Good work by Burge

Ryan Burge, the religion graph man, has put together a huge batch of graphs from the latest annual survey.

Overall, maps by county are hard to use and deceptive because ‘county’ is an entirely different entity west and east of the Dry Line. East of the Dry Line, all counties are about the same physical size, differing only in population. West of the Dry Line, counties are randomly sized and shaped, mostly monstrous. Unique characteristics of the Navajo Reservation or a desert region in Nevada show up as state-sized blocks while representing only a few thousand people. It would make more sense to separate out the metro areas as ‘counties’ west of the Dry Line.

This map shows the overall religiousness by county. It answers a question that was bugging me. I could tell that religion was TIGHTLY correlated with sanity during the “virus” hoaxocaust. The states that started sane, or turned sane quickly, were all in Dixie and the wheat belt. Kentucky seemed wrong by this standard. I had thought of it as part of Dixie, but it was among the fiercest NAZIS. This map shows that Kentucky is just as churchless as Washington. Makes sense now.
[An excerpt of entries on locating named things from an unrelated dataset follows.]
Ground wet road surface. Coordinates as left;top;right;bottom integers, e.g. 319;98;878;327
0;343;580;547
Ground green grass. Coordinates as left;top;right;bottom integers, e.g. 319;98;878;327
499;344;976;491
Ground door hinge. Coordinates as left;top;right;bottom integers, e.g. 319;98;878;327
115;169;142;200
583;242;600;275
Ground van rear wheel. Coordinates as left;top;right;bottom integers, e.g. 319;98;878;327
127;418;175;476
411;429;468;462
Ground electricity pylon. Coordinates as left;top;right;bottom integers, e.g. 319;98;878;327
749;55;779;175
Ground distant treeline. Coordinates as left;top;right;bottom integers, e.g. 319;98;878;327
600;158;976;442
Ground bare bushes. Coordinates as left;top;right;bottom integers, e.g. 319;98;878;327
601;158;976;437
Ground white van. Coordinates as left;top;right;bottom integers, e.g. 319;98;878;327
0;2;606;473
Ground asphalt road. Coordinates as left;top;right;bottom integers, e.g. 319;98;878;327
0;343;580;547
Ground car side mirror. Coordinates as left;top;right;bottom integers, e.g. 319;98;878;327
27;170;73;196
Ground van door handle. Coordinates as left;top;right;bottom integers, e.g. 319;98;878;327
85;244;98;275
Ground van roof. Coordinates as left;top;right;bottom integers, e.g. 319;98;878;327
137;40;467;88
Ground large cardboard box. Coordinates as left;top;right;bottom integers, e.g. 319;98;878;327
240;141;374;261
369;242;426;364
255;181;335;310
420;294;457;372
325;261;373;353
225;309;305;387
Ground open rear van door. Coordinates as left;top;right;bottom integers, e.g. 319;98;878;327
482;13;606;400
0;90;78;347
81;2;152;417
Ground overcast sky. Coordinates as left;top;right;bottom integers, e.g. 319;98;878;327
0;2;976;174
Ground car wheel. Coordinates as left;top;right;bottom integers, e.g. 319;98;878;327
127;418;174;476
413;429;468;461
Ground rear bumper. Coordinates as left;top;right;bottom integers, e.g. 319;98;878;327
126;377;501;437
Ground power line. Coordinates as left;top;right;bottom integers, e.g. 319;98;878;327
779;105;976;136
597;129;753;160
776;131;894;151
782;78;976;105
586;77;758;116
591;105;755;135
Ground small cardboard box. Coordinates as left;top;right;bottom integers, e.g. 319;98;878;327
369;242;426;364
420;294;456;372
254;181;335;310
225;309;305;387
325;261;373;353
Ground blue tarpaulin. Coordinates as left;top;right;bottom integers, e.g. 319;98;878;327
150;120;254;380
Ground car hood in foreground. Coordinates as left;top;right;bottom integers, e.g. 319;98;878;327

This map shows the counties that have an Amish congregation. It’s deceptive in a subtle way. Kansas and Oklahoma have large areas of culturally influential Mennonites who are effectively the same as Amish, but not named as Amish.

This map is deceptive in a more obvious way. It shows Non-denominational as the most popular choice in WA and WV. I’ll guarangoddamtee you that Non-denominational has precisely opposite meanings. Here it means ‘non-religious’. In WV it means ‘hardass serious religious.’